Sübliminal Mesajlar / Bilinçaltı Mesajlar – Bir Başyapıt: Fight Club
Biz Neyiz?
Tutkulu hayatların yan ürünleriyiz.
Sahip oldukların sonunda sana sahip olur.
Hafızalara kazınan bu efsane repliklerin hepsi de “Fight Club” yani “Dövüş Kulubü” filminden alıntılar.
Yeraltı Edebiyatının baş yapıtlarından olan Chuck Palahniuk’un eserinden sinemaya uyarlanan “Fight Club”, içerdiği “Sübliminal Mesajlar” göndermeleriyle milenyum öncesinin sinemaya kazandırdığı belki de en son başyapıttır.
1999 yapımı olan ve yönetmenliğini “Seven”, “The Game” ve son dönemde ses getirdiği “Gone Girl” filmlerinden tanıdığımız David Fincher yapmıştır. Filmin başrollerini Brad Bitt, Edward Norton ve Helena Bonham Carter paylaşmışlardır.
Filmin vizyona girdiği 1999 yılında ABD’ de 37.030.102 dolar, uluslararası piyasada 63.823.651 dolar ile toplamda 100.853.753 dolar gibi son derece hatırı sayılır bir gelir elde etmiş ve 8.9 IMD puanı ile izlenmesi gereken 100 efsane film arasında gösterilmiştir.

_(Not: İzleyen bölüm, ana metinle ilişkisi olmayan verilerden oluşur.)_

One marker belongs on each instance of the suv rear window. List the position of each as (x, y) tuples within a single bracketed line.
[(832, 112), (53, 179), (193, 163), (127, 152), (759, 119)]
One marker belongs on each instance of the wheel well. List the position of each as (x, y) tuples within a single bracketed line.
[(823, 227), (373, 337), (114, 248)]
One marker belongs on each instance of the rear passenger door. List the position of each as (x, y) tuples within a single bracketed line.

Filmin ana temasını modern hayatın ruhsuzlaştırdığı insanların “Dövüş Kulüpleri” nde kendilerini buldukları ve toplumsal statülerin önemsiz olduğu bir arınma oluşturmaktadır. Genel izleyiciye aile ortamında huzur içinde izlenecek bir film olmadığını ilk sahnelerinden hissettiren yapım, varoluşla ilgili farklı felsefeler arayan ve modern dünya ile barışamayan izleyiciler için bir başyapıt niteliğindedir.

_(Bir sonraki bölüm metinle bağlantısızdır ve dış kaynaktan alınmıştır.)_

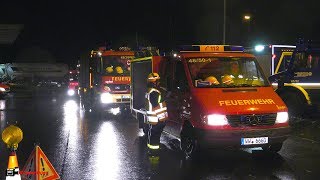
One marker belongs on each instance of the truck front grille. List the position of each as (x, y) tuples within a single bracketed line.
[(252, 120)]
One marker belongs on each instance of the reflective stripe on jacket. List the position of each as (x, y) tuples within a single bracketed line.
[(158, 113)]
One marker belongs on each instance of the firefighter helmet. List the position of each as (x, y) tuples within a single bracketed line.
[(227, 79), (212, 80), (153, 77)]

Film, varoluş ve yeraltı felsefesi dışında 1950’li yıllarda yoğun bir şekilde tartışılan ve reklamcılık kanunlarında değişikliklere neden olan “Sübliminal Mesajlar”, yani diğer bir değişle bilinçaltı mesajlara yaptığı göndermelerle de gündeme oturmayı başarmıştır. Özellikle filmin 04:07, 06:19, 12:37 ve 22:00 dakikalarında filmin ana karakteri olan Tyler Durden “Sübliminal Mesajlar” olarak ekranda görülmektedir. Ayrıca filmin 32:00 – 33:30 dakikaları arasında “Sübliminal” mesajların sinemada nasıl kullanıldığına da değinilmektedir.

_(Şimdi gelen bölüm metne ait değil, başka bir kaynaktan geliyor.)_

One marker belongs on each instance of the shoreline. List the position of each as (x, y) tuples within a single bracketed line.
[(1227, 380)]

Peki bu bilinçaltı mesaj (sübliminal mesaj) çılgınlığı nasıl ortaya çıkmıştı?
İnsan beyni duyusal belleğiyle milyarlarca bitlik bilgiyi her saniye işleyebilmektedir. Ancak bu bilgilerin çok az kısmı bilinçli olarak algılanabilmektedir. Bu gerçekler beyin tarafından işlenen bilginin önemli bir kısmının bilinçaltımız tarafından işlendiği anlamına gelmektedir. Bilinçaltı ise insan beyninin kara deliği olarak da görülmektedir. Hal böyle olunca bilinçaltı bizi ve davranışlarımızı nasıl etkiler? Bilinçaltına yönelik çalışmalar ne gibi sonuçların ortaya çıkmasına sebep olur? Şeklindeki birçok soruya 1950’li yıllardan beri yapılan psikoloji ve marketing (pazarlama) deneyleriyle cevaplar aranmaktadır. Her ne kadar insanları etkilemek için kullanılan sembol, şekil ve diğer görsel temaların tarihi Roma İmparatorluğu’na dayansa da deneysel çalışmaların büyük çoğunluğu 20. yy’ da yapılmaya başlanmıştır.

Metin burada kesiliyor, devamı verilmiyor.